Namun, itu baru langkah awal. Untuk mencari jawaban atas pertanyaan, "Apakah AI juga bisa kena brain rot?", mereka harus secara bertahap menambahi konten receh ke model-model tersebut sampai akhirnya semua model 100 persen diberi asupan tidak berkualitas.

Setelah semua tahap pelatihan selesai, keempat model AI tersebut menjalani tahap berikutnya: penyetelan lanjutan, agar mampu memahami perintah manusia secara seragam. Mereka diuji dengan berbagai tugas yang menuntut kemampuan berpikir.

Penelitian itu menemukan bahwa makin banyak bacaan receh yang dikonsumsi model AI, makin turun kemampuan berpikirnya. Dalam salah satu tes logika dan sains, misalnya, model yang diberi bacaan bagus bisa menjawab dengan benar sekitar 75 persen dari total pertanyaan, sementara model yang asupannya 100 persen konten receh hanya bisa menjawab sekitar 57 persen.

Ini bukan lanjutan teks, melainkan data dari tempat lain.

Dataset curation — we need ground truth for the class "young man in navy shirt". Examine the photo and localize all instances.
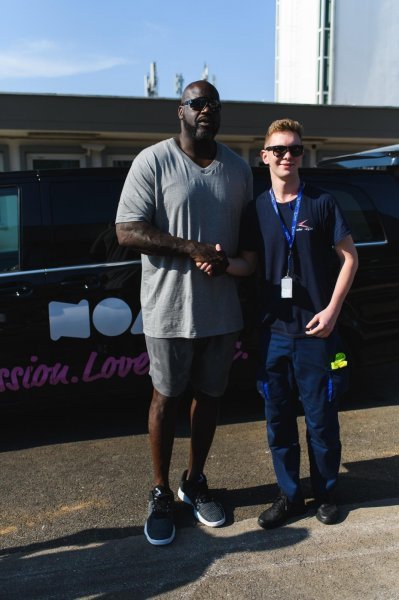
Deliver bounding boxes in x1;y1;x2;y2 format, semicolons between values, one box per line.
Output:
200;119;358;529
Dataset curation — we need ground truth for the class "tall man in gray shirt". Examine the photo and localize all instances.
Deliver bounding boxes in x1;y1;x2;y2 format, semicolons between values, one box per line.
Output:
116;81;252;545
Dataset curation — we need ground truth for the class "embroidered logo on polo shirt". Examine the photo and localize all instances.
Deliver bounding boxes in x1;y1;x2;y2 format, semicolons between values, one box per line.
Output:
296;219;313;231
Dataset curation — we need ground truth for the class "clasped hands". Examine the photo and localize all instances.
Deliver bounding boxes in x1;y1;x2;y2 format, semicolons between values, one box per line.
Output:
190;243;229;277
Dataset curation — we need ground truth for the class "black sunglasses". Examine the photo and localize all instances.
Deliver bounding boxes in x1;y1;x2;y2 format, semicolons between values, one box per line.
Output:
265;144;303;158
182;96;222;112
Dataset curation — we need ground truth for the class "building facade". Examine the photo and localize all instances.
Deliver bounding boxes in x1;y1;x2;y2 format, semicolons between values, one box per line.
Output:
275;0;399;106
0;93;399;171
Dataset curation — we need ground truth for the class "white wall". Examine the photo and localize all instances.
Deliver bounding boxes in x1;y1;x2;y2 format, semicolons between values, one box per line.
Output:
275;0;319;104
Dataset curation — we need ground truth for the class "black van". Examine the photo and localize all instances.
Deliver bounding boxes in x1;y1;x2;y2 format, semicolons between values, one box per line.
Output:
0;168;399;405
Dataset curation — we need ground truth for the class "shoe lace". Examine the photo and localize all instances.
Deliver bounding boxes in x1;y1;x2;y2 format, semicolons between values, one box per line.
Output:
195;480;212;504
152;494;173;513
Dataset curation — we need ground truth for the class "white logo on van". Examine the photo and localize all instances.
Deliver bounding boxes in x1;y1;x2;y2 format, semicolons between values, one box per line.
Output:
48;298;143;340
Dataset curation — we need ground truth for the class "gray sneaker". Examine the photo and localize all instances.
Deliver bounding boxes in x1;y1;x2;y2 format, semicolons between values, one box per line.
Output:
144;485;175;546
177;471;226;527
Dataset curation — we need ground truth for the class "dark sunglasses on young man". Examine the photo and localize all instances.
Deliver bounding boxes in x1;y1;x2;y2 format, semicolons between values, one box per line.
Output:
182;96;222;112
265;144;303;158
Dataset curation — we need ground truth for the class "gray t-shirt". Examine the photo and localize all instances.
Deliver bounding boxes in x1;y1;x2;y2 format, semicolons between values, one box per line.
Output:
116;139;252;338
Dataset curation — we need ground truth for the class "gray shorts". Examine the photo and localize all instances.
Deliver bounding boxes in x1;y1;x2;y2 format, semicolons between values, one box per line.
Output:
145;331;239;398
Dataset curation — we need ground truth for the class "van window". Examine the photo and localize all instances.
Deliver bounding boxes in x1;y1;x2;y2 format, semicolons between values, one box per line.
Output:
316;182;386;244
47;179;136;267
0;188;19;271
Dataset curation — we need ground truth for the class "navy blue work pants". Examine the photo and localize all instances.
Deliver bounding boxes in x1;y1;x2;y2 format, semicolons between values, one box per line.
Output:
258;332;348;502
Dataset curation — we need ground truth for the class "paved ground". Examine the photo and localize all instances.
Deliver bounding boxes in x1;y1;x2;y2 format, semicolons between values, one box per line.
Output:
0;365;399;600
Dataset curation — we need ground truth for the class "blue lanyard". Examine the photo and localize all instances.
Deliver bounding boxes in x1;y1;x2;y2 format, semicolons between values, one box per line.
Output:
269;183;305;275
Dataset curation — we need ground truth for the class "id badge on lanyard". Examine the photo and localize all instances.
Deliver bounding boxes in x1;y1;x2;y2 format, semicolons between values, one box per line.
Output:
269;183;304;298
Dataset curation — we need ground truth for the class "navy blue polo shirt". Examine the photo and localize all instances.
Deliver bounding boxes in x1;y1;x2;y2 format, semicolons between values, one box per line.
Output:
240;185;351;337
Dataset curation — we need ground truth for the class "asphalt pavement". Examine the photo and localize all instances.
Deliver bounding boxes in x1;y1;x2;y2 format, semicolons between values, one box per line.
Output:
0;364;399;600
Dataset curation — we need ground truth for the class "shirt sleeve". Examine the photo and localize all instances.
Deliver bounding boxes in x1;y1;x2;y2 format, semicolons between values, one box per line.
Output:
115;149;155;223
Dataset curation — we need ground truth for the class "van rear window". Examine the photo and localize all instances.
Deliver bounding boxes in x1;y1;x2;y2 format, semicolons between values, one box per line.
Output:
47;178;129;267
0;188;19;271
315;182;386;244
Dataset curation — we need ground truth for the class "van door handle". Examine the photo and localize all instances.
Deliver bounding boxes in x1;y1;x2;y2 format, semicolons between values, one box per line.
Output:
61;277;101;291
0;285;33;298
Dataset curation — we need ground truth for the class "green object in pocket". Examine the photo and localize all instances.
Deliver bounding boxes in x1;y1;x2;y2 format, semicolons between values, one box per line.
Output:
331;352;348;371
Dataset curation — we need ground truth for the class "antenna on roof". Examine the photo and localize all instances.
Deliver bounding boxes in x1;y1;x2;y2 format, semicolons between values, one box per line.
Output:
144;62;158;98
175;73;184;98
201;63;216;87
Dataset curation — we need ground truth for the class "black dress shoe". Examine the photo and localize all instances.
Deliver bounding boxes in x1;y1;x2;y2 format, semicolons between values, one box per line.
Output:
258;494;307;529
316;498;339;525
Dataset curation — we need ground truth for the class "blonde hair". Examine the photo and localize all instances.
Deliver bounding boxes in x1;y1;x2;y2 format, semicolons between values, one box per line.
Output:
265;118;303;146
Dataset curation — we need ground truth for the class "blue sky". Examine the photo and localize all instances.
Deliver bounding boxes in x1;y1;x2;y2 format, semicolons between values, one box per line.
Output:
0;0;275;102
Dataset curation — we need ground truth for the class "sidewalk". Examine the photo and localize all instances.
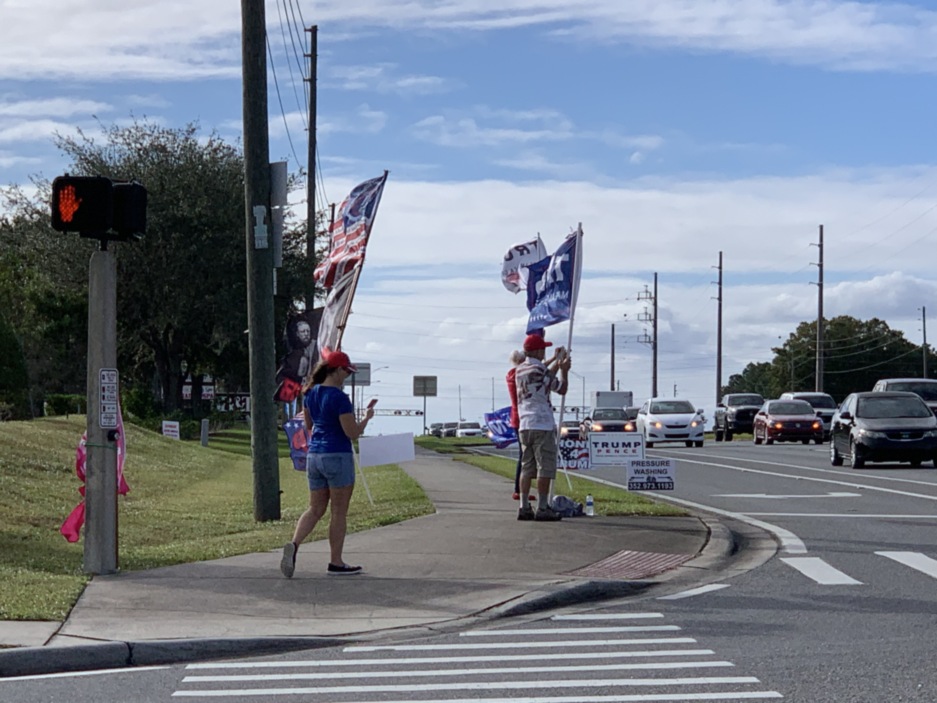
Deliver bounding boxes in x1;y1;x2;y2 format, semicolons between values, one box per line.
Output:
0;448;733;676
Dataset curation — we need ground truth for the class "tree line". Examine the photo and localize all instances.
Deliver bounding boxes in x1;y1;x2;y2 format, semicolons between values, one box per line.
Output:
0;120;312;419
723;315;933;401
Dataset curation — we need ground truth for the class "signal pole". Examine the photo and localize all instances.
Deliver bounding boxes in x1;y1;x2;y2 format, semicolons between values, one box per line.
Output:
306;25;319;312
716;251;722;405
241;0;280;522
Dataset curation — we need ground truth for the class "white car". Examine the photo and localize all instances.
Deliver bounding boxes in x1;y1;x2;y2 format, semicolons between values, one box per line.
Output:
455;422;485;437
635;398;706;448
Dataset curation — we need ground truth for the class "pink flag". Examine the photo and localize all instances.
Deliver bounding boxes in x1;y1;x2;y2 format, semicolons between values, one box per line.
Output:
59;403;130;542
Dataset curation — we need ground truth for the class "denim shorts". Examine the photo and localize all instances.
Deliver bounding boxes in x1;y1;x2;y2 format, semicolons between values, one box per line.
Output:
306;452;355;491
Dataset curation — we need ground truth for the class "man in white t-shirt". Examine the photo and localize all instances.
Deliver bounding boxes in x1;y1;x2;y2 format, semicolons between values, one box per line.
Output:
514;334;572;522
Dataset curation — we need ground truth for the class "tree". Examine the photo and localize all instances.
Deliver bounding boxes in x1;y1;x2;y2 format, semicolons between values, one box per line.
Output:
772;315;922;400
722;361;780;398
0;121;312;415
56;121;310;410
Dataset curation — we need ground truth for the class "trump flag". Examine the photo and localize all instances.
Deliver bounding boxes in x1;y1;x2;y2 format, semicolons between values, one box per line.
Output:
527;231;582;334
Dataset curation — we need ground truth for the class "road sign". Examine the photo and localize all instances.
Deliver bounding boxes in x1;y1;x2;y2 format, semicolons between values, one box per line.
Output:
413;376;436;398
98;369;120;430
628;459;675;491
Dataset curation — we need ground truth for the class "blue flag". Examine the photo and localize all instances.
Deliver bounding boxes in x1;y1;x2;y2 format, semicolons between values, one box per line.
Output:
485;405;517;449
527;232;579;334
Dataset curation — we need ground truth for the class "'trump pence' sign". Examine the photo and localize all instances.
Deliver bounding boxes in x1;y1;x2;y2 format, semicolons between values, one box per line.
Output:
587;432;644;467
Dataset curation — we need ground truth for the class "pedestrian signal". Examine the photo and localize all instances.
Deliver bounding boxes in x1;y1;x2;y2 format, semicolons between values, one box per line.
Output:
52;176;114;234
52;176;146;240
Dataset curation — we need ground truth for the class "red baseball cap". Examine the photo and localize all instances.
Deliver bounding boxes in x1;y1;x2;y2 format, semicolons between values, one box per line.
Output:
524;334;553;351
325;351;358;373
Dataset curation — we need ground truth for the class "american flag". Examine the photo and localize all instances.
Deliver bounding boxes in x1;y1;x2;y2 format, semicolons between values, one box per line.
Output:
313;172;387;290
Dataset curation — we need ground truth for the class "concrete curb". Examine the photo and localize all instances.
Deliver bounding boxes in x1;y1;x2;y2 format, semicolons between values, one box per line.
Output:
0;637;349;678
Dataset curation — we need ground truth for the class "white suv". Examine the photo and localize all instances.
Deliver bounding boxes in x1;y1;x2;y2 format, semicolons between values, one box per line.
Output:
635;398;706;449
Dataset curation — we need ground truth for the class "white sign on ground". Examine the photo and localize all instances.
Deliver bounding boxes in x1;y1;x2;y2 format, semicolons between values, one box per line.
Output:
587;432;644;468
358;432;416;467
628;459;676;491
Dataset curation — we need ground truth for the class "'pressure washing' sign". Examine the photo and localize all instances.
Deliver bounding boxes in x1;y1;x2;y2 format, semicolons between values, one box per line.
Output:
628;459;674;491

Saat diteliti lebih dalam lagi, perbedaan skor itu berasal dari cara berpikir model AI tersebut. Model yang terbiasa dengan bacaan receh sering kali tidak lagi menalar langkah demi langkah. Ia langsung melompat ke kesimpulan tanpa menjelaskan alasan di baliknya. Oleh para peneliti, gejala ini diberi nama "thought skipping".

Selain kemampuan menalar, penurunan pun terjadi pada ingatan dan etika. Dalam uji pemahaman teks, mereka sering lupa pada informasi yang baru saja diproses dan gagal mengaitkan antara fakta satu dan lainnya.

Parahnya lagi, etika model-model AI tersebut juga mengalami degradasi. Dalam uji dilema moral, model yang diberi bacaan receh lebih sering memilih jawaban egoistik dan manipulatif.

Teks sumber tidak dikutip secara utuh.